The pre-wazup Google App Engine app is coming along nicely. I already have user management, along with user preferences storage and I hammered the python-twitter API in order to be able to call it from within the App Engine sandbox. This would be much faster for me, would I be able to do it in Perl, but still Python is proving to be… interesting.
Got a new Undercover Songs episode ready to post but haven’t gotten around to fetching all the links to all the bands and stuff. It will be posted soon, though. At least I hope so, the mp3 disk crash isn’t making this very easy… :-/
The summer concerts’ line-ups are beginning to stabilize. Apparently Paredes de Coura will be the place to be this year.
“And you’re so far away from me…” :-)
In preparation for tackling Wazup, I started learning a little bit about Python (I know many people have said this already, but Dive Into Python is a really good book!) and I decided to try out a much smaller (and hopefully easier) app to begin with.
So I began coding a little toy that does some stuff with my twitter friends list.
I’m using python-twitter and the app is coming along nicely, except…
Well, like I said earlier, I’m something of an old-hand at programming and my first instinct when learning a new language or tackling a new kind of problem is to first get it working on the command-line and then get the code to work on the web (or whatever happens to be my intended platform). Yes, and my IDE is vim OK?
So what’s the big deal, you may ask?
When I ported my app, which was running perfectly on the command-line, into the App Engine development platform it started bombing, complaining about not being able to get the current user.
Say what?? Well, one thing I’m more than used to is to debug stuff, even in languages I don’t master. And this was very easy to do actually, so I got to the point really fast: python-twitter assumes you’re running on a real machine and implements a caching mechanism that assumes you have such things as a tmp dir where you can store your temporary files.
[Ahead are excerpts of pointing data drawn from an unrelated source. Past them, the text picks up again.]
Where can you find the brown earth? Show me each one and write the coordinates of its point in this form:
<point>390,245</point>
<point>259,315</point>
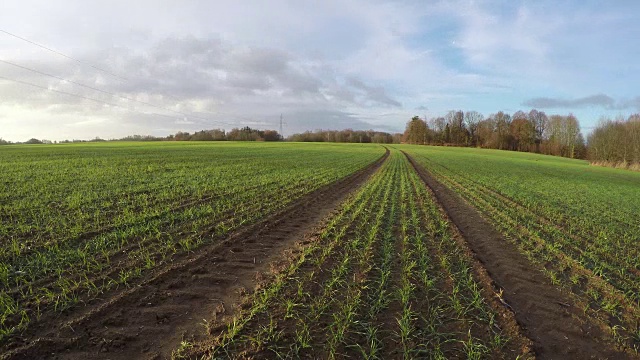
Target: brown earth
<point>546,314</point>
<point>151,318</point>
The code was trying to determine who I was in order to find out where it should store it’s temporary cache files.
Of course in a sandboxed environment such as the App Engine, there is no such thing as disk-based storage (or even system users for that matter), so it was failing miserably.
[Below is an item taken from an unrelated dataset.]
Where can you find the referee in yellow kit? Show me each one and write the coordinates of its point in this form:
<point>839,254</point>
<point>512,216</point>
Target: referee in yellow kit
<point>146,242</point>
Turns out that someone else had already been there and the way to work around this is to modify python-twitter and make it use App Engine’s own datastore for the caching. That is if I do think it needs caching at all, I’m still not too sure about that.
Oh well, my first project to “ease” myself \into the language and already I’m making changes to other people’s code…
It’s been fun, though, I must admit to that!